The history of information security can be traced back to the early days of computing, when the first electronic computers were developed in the 1940s and 1950s. At the time, security was not a major concern, as computers were primarily used by government and military organizations, and access was limited to a small number of authorized individuals.

As computers became more widespread in the 1960s and 1970s, security concerns began to emerge. With the advent of the internet in the late 1960s, it became possible for computers to communicate with one another, which made it easier for malicious actors to access sensitive information.

During the 1980s and 1990s, information security began to gain more attention as a discipline. The development of personal computers and the rise of the internet made it possible for individuals to access sensitive information from anywhere in the world. This led to an increase in security breaches and other security incidents, which highlighted the need for better security measures.

In the early 2000s, security threats continued to evolve, and organizations began to take a more proactive approach to information security. Regulations such as the Sarbanes-Oxley Act (SOX) in the US and the Data Protection Act (DPA) in the UK were introduced to encourage organizations to take information security more seriously.

Today, information security is a critical concern for organizations of all sizes. With the proliferation of mobile devices, cloud computing, and the internet of things (IoT), organizations must be vigilant in protecting their sensitive information from a wide range of security threats.

ADVANTAGES OR DISADVANTAGES:

Advantages of understanding the history of information system security include:

• Knowledge of past threats: By understanding the history of information security, organizations can better anticipate and prepare for future threats.
• Compliance: By understanding historical regulations and legislation, organizations can better understand current compliance requirements and take steps to meet them.
• Evolution of technology: Knowing the history of information security can also help organizations understand how technology has evolved over time, and how it can be used to improve security in the future.

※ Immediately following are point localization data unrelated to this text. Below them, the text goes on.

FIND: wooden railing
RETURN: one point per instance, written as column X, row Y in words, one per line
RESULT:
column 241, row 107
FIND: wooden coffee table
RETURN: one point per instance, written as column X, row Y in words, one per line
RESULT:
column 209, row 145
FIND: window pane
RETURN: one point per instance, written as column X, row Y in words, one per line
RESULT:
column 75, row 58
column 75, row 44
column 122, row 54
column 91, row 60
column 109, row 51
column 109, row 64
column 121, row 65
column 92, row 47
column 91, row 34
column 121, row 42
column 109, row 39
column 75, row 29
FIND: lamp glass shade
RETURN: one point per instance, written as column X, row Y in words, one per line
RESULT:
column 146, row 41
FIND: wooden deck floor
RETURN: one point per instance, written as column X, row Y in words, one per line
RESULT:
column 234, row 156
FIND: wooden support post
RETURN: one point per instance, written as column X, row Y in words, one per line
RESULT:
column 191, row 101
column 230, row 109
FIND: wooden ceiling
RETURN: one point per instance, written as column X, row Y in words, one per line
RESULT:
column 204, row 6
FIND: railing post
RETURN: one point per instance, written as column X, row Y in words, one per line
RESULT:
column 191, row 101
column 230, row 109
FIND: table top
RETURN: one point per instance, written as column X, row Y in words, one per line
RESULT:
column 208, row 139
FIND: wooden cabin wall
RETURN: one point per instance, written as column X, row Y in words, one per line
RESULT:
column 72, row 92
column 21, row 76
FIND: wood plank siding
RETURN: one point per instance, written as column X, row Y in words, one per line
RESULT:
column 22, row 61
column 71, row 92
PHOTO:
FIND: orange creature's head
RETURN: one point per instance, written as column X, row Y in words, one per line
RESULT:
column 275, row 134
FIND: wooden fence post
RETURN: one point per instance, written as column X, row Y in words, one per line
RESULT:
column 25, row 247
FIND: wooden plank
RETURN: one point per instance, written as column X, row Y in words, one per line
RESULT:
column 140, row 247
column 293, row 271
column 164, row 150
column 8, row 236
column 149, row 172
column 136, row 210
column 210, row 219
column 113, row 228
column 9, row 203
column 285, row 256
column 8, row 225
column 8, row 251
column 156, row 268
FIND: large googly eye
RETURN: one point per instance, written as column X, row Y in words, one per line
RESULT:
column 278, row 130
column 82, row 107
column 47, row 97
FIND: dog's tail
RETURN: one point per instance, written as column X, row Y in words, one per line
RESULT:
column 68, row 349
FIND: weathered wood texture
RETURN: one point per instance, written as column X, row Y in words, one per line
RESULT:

Disadvantages of understanding the history of information system security include:

• Limited applicability to current threat: History can be limited in its applicability to current security threats, as the security landscape is constantly evolving.
• Time-consuming: Researching and understanding the history of information security can be time-consuming, especially for organizations that have not previously used this framework.
• Limited to certain geographic area: The history of information security is specific to certain geographic areas, as different countries have different regulations and legislation.

REFERENCE:

Some reference books on the history of Information System Security includes:

• “A History of Modern Computing” by Paul E. Ceruzzi
• “Cybersecurity and Cyberwar: What Everyone Needs to Know” by Peter W. Singer and Allan Friedman
• “Information Security: A Strategic Approach” by Vincent LeVeque
• “The Cyber Threat: The Changing Nature of the Menace Landscape” by Peter Warren
• “The Evolution of Cyber War” by Winn Schwartau

These books provide an in-depth understanding of the history of information security, including the evolution of technology and the emergence of new threats and challenges.